Вечером уже от Тони узнал, что милиция и впрямь расколола поджигателей. Они оба вернулись из зоны совсем недавно. Жили у бомжей. Там и познакомились с Маринкой. Она их нашла. Бомжи отказались поджигать дом, где жили люди, не сделавшие им ничего плохого. Выгнали проститутку? Пусть другое жилье сыщет. Зачем губить четыре души, средь них ребенок и старуха! Легко ли оставаться в зиму без крова? Это каждый знал по себе.
Не польстились на деньги! Бомжи не считали себя преступниками, не продавали убежденья. Каждый еще недавно имел свою семью. Пусть не повезет жить вместе, зато и при случайной встрече не придется краснеть за время, прожитое в разлуке.
Лишь недавние зэки не устояли. Им было наплевать на мораль. Хотелось жрать, курить и выпить. Хотелось бабу. Из всех пожеланий получили лишь последнее. Остальное — деньги — обещала отдать, когда увидит сгоревший дом.
Всего сто долларов… В другой бы раз и говорить не стали б о такой сумме. Но выбора не было. Вот и согласились, промяв Марину в темном пролете метро. Они не насытились ею, баба торопила.
Где должны встретиться и получить деньги, как выглядит Маринка, все рассказали мужики, и милиция уже под вечер без особого труда арестовала бабу. Она отказывалась от всего, не узнавала мужиков, говорила, что сама покинула дом Егора, простившись по-доброму, не держа на хозяев никакого зла. Что никому никогда не грозила. Да и ничего не может сделать плохого, потому что по своей природе она — лишь слабая женщина, обманутая и обиженная судьбой.
Но поджигатели рассмеялись ей в лицо. Напомнили подробности условий. И пригрозили:
— На нас свое дерьмо валишь? Отмылиться вздумала, падла? Ты паханила! За такое червонец дадут! Нам не больше пятака! Доперла? И не дергайся! Не то из-под земли достанем и снова уроем. Без навара остались, да теперь снова в зону! Надыбаем суку, кен- тель в транду воткнем, гнилушка вонючая!
Маринка стояла на своем до последнего. Не выдержала лишь очной ставки с Егором.
— Жаль, что сорвалось! Хотела б увидеть, как ты заживо изжарился! Многое за это отдала б! Сама тебя бензином облила бы, дохляк несчастный! Какой из тебя мужик, если ты даже с меня не натурой, а деньгами брал за свою вонючую комнатуху! Кастрат зловонный! Зачем такому брюки? Вокруг такие женщины, а ты, как катях в постели валялся! Пренебрегал мною, козел облезлый! Вот и получил! Небось теперь выложишь на дом все, что копил! Вместе с мудя- ми, если такое у тебя еще имеется! Падаль! — орала вне себя от ярости.
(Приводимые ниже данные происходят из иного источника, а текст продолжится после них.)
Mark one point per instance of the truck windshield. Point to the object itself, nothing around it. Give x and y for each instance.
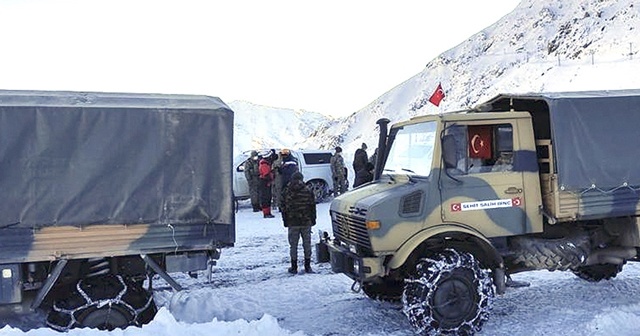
(412, 150)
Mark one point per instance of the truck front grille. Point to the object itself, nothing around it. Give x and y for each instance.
(351, 230)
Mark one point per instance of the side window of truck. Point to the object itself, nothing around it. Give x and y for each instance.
(483, 148)
(316, 158)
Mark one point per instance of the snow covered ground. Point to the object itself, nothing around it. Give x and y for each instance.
(252, 294)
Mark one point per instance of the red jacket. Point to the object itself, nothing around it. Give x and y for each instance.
(264, 167)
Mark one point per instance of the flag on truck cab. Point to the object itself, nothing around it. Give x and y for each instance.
(437, 95)
(480, 142)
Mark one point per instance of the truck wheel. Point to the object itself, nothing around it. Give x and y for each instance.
(449, 294)
(320, 190)
(388, 290)
(104, 302)
(595, 273)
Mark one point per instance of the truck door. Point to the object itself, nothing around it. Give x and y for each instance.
(486, 189)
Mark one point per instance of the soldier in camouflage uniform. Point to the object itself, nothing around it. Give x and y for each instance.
(252, 175)
(299, 215)
(339, 172)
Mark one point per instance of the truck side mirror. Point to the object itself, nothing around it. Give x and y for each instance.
(449, 151)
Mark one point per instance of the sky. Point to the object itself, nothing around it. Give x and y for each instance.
(332, 57)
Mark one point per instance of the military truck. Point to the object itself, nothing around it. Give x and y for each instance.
(462, 200)
(102, 191)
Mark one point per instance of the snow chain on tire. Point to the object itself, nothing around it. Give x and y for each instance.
(66, 313)
(459, 271)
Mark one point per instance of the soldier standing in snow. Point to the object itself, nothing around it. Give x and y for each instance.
(253, 176)
(360, 159)
(266, 178)
(364, 175)
(338, 170)
(298, 215)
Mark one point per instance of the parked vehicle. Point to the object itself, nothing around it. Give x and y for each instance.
(100, 191)
(460, 201)
(313, 164)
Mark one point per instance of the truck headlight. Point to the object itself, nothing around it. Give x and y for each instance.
(373, 225)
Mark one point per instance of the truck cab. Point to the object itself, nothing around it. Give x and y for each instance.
(462, 200)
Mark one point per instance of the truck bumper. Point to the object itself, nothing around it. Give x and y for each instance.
(358, 268)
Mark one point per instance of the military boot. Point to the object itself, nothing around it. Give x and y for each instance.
(307, 266)
(294, 267)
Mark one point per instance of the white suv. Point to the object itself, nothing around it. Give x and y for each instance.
(314, 165)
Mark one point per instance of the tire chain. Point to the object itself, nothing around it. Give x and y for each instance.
(433, 270)
(99, 303)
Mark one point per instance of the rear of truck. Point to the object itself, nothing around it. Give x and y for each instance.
(105, 190)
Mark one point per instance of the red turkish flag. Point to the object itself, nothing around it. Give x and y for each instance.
(437, 95)
(480, 142)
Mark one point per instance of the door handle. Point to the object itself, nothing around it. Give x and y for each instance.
(513, 190)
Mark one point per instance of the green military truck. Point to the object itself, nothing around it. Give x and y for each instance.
(101, 191)
(462, 200)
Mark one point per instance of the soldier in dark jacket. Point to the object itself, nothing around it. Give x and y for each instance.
(253, 179)
(298, 215)
(360, 159)
(365, 175)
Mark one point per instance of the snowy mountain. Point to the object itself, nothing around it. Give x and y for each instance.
(543, 45)
(257, 126)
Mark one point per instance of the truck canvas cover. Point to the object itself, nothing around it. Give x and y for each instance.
(595, 135)
(76, 159)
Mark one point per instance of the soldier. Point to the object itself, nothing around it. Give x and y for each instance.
(364, 175)
(265, 181)
(283, 168)
(298, 215)
(360, 159)
(252, 175)
(339, 173)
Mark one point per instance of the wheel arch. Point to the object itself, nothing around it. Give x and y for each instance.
(437, 238)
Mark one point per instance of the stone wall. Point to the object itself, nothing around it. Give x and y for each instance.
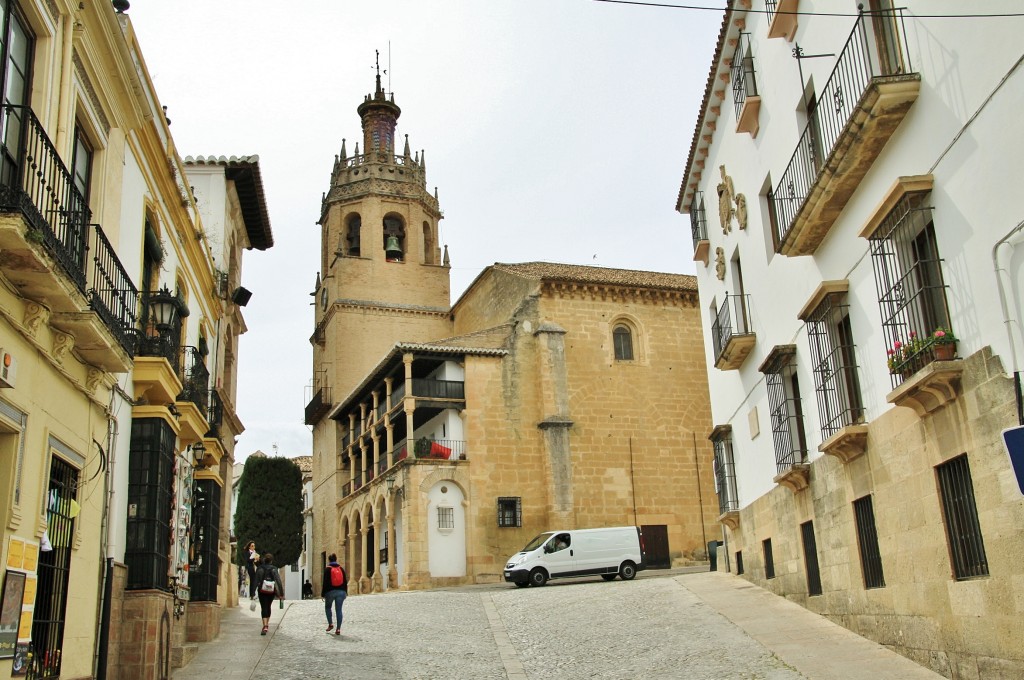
(969, 629)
Егора тоже трясло. Когда очная ставка закончилась, он вышел в коридор шатаясь. Перекурить бы теперь. Зашарил по карманам.
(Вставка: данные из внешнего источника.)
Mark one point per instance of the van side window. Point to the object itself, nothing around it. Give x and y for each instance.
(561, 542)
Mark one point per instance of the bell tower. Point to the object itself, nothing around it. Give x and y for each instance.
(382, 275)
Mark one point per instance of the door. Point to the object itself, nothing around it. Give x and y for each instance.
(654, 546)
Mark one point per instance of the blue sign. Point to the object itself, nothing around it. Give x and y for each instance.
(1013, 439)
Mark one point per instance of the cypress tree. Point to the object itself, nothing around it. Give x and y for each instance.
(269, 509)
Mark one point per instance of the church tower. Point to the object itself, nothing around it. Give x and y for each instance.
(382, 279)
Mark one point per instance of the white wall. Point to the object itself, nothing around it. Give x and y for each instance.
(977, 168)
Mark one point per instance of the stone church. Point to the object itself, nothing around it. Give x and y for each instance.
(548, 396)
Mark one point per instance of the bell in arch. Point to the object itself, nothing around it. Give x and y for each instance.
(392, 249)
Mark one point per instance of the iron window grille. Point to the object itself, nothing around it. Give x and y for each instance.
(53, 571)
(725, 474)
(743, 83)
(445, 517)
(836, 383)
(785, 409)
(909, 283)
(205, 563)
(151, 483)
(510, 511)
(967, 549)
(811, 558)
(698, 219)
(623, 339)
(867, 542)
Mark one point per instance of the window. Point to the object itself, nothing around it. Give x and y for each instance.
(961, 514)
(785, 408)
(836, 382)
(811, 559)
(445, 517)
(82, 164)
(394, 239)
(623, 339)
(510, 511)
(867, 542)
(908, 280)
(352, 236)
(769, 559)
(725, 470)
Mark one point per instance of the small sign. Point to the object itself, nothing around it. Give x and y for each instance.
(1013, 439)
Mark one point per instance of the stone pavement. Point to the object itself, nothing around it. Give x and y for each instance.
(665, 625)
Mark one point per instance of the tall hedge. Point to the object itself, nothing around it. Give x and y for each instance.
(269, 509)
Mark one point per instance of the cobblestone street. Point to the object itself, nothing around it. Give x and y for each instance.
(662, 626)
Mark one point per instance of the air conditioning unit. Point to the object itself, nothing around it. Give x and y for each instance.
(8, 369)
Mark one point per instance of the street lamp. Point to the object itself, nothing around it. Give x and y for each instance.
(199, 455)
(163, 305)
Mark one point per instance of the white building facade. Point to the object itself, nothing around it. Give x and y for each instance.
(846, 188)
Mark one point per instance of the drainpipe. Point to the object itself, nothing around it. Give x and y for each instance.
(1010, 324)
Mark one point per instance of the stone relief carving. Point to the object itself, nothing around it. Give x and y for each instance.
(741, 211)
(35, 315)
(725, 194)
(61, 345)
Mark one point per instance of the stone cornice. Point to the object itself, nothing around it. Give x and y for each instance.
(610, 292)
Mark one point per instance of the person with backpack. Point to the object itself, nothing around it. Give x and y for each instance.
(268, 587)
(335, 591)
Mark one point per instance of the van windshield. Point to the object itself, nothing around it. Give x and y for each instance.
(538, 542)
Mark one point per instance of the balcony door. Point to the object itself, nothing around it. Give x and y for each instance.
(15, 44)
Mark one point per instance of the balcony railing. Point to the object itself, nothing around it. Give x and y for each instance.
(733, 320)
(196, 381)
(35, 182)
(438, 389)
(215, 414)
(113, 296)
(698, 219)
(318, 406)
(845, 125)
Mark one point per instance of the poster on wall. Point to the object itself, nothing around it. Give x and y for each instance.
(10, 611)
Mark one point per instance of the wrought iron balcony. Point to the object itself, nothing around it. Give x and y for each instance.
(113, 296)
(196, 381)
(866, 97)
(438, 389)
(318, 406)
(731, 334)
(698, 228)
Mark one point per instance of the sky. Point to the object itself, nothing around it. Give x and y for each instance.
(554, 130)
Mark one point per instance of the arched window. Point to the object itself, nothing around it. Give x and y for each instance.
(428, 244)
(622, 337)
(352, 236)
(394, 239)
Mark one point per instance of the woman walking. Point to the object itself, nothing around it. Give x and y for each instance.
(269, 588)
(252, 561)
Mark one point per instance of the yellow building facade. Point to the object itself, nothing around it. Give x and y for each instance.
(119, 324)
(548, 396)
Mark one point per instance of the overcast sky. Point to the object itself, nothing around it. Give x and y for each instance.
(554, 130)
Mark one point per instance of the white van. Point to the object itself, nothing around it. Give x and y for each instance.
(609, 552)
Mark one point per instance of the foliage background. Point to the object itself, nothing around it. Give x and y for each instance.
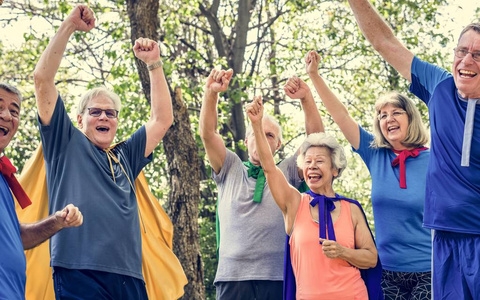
(197, 36)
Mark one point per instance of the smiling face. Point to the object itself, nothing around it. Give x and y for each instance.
(272, 132)
(100, 130)
(393, 123)
(9, 117)
(466, 71)
(318, 170)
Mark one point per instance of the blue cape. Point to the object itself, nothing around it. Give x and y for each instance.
(372, 277)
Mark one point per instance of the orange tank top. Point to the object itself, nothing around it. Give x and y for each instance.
(317, 276)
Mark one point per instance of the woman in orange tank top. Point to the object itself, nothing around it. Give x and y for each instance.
(330, 239)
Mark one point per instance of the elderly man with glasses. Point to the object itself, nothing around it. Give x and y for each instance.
(14, 236)
(103, 259)
(452, 205)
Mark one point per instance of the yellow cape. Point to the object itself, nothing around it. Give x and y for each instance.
(163, 274)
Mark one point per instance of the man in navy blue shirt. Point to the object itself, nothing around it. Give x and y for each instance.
(15, 237)
(452, 207)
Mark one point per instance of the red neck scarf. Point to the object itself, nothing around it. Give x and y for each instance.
(8, 170)
(400, 159)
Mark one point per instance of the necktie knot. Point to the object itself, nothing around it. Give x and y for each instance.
(8, 170)
(6, 167)
(400, 160)
(325, 207)
(256, 172)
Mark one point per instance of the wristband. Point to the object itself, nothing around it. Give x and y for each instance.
(155, 65)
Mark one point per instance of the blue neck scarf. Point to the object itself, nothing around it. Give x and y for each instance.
(325, 207)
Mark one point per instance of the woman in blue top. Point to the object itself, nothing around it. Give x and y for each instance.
(397, 160)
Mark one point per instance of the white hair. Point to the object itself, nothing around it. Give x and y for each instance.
(321, 139)
(98, 91)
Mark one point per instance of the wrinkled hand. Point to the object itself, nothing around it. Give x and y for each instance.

— Присядь, Егор! — вынес стул Вагин.
— Дай сигарету! — обратился участковый к следователю, вышедшему из кабинета.
Тот остановился, угостил сигаретой, и глянув на Егора, сказал тихо:
— Ну и мужик! Убил наповал! Жил средь потаскушек и ни с одной не спутался! Ни разу! И это после зоны! Другому не поверил бы! Тут же сама шлюха раскололась, за что мстила!
Участковый сигарету из зубов выронил. Открыл рот от удивленья.
— Это правда! Силен же ты! А я думал, как сыр в масле катаешься! Выходит, впрямь инвалид! — качнул головой то ли сочувствуя, то ли осуждая.
Егор шел домой медленно, едва переставлял ноги. Он уже подсчитал, сколько листов шифера надо заменить. Сколько балок и досок потребуется на чердак, сколько бруса. Узнал и цены. Он знал: никто не компенсирует ему ущерб. Еще и посмеются, заговори он об этом. Вон пожарники за свою работу немало взяли. Хорошо, что милиция за поимку Маринки не потребовала…
Нет, на этот раз ему ничем не грозили. Ничего не требовали. Участковый вот только пожаловался, что зарплату им не выдают и ему нечего будет послать сыновьям в училище. И жена скоро кормить откажется.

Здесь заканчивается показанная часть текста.